I am not sure about O. chierchiae living socially but the Larger Pacific Stripped Octopus (related to O. chierchiae) is the most recent find with social behavior. Here is a brief from the California Academy of Sciences and a paper, Behavior and Body Patterns of the Larger Pacific Striped Octopus
by @Neogonodactylus, @Thales, @mucktopus and Arcadio Rodaniche (the first person to record and attempt to publish the unusual nature of this animal).

Something that has often been overlooked and not studies is the known behavior of O. mercatoris living in close proximity (social behavior unknown) in the wild and the ability to keep several in an aquarium. How true this is of large egg dwarfs has (to my knowledge) not been studied but may be more common due to their benthic from birth nature than is believed. @Thales may have input on this with O. chierchiae.
 
Thanks @Spirula --

D has offered one of our best threads about this (octopuses living in groups) but there are a few others on here if you dig around... "Social behavior" is a pretty broad topic, though... I think you'd find a lot if you did a search for "mating" and "fighting," for example... ways they display around each other, etc...

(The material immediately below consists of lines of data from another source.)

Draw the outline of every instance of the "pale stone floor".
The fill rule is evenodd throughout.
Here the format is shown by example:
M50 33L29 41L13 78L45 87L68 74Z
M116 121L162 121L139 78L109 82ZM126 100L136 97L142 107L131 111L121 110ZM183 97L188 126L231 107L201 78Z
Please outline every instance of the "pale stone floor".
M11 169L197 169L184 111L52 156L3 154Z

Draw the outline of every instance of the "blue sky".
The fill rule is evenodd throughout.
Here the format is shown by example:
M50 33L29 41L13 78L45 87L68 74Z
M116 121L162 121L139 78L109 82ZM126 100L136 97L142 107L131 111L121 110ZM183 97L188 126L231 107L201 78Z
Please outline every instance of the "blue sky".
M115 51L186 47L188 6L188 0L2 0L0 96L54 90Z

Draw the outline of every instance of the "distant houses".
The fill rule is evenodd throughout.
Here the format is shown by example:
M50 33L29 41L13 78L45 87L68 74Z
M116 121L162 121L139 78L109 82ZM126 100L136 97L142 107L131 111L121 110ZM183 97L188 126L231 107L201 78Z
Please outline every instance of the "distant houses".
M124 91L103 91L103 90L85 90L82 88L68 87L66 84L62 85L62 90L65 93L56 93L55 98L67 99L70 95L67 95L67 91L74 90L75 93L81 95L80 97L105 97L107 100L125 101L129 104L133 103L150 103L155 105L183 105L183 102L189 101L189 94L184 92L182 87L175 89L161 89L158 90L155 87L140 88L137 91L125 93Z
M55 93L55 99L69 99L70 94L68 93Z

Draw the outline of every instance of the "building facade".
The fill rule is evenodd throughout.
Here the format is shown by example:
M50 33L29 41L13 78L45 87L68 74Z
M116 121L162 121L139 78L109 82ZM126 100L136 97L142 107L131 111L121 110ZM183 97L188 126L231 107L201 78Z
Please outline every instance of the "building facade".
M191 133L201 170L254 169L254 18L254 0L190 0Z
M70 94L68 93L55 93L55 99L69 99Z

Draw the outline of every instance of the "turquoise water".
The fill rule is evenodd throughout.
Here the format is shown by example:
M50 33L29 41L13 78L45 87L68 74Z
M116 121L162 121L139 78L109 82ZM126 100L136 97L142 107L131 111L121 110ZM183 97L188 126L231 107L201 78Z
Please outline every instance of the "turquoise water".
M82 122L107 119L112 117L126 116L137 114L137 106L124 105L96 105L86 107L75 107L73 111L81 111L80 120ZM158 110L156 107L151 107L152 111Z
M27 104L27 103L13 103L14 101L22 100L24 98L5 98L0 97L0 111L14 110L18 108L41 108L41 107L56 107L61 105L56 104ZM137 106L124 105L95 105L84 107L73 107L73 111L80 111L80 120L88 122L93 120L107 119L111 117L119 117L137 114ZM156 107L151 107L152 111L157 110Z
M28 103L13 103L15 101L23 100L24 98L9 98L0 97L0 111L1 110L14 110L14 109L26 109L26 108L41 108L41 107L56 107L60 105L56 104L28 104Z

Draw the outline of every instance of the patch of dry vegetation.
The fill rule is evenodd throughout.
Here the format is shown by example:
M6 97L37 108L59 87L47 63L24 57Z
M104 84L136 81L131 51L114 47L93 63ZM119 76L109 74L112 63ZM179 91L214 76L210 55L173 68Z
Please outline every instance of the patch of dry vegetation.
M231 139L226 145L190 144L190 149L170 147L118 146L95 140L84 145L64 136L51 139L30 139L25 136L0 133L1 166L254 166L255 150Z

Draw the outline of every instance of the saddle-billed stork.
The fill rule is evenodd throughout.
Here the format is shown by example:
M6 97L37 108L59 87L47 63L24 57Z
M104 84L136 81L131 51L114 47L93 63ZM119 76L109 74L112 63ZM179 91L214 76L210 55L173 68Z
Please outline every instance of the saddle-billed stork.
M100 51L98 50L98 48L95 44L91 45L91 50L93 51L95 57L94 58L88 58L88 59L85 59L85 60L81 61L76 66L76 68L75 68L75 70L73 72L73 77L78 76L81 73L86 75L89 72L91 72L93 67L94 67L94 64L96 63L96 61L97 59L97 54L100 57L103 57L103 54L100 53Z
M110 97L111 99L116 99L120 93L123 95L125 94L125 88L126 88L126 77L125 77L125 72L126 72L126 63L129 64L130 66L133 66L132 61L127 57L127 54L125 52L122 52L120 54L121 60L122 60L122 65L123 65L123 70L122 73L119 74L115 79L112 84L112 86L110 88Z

Also, I think you tagged the right folks :smile: - hopefully they will chime in!
 
Thank you both!

I thought O. chierchiae was the scientific name of the Larger Pacific Striped Octopus haha Thank you for clarifying that.

I will look into O. mercatoris... sounds like it might be a research opportunity :biggrin2:

I suppose by social behavior I'm specifically interested in octopus who have prolongued contact with each other - e.g. those who are frequently found living in close proximity to at least one other octo. Though all interactions (e.g. fighting) are secondarily interesting. I don't know what other people are interested in?

My friend is interested in how octopuses perceive each other/ the world I guess? Like if one octo can't open a jar with a crab inside it then it sees another octo do it and octopus 1 is it then able to do it, is it because the first octopus sees the second opening the jar and mimics the action or is it because it sees the other open the jar and think "I can mess with the jar too" then open it by experiment. At least that was an example of a question he found after I convinced him to look into octopuses. He's interested in thinking I guess? But a part of that can be social interaction.
 
There is Octopus laqueus might also be considered. See Eric Edsinger's (Eric's TONMO name escapes me at the moment) FB page to read a little about what he is doing to try to raise squid and octopus for science. He calls the Octopus laqueus, friendly octopus. However, if you read through the linked post it appears they will eat each other's eggs.